In January 2017, the U.S. intelligence community briefed then-President Barack Obama and President-Elect Donald Trump on the contents of the dossier. CNN reported that U.S. investigators had corroborated some parts of the dossier in February 2017, however none of the learned information relates to the salacious allegations in the dossier. Rather it relates to conversations between foreign nationals.

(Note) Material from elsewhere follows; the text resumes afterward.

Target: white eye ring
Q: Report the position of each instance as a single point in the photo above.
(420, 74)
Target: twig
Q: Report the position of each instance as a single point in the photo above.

In March 2017, then-FBI director James Comey confirmed that the FBI was conducting an official investigation into one of the central allegations in the dossier, that the Trump campaign had coordinated with Russia to influence the 2016 Presidential election.
Senate Judiciary Committee investigations
On July 21, 2017, Senate Judiciary Committee Chairman Grassley, and ranking Democrat Dianne Feinstein issued a subpoena for Fusion GPS cofounder Glenn Simpson after he denied through his lawyers a request to voluntarily appear "due to long held vacation plans." The committee wants to question Simpson about the Foreign Agents Registration Act(FARA) which they may now use "to press Justice Department officials on what they know about Veselnitskaya, Prevezon, Fusion GPS and their connections to both the Trump campaign or the Russian government." Simpson will not testify at the July 26 public hearing as previously scheduled, but instead will be interviewed privately, under terms of an agreement.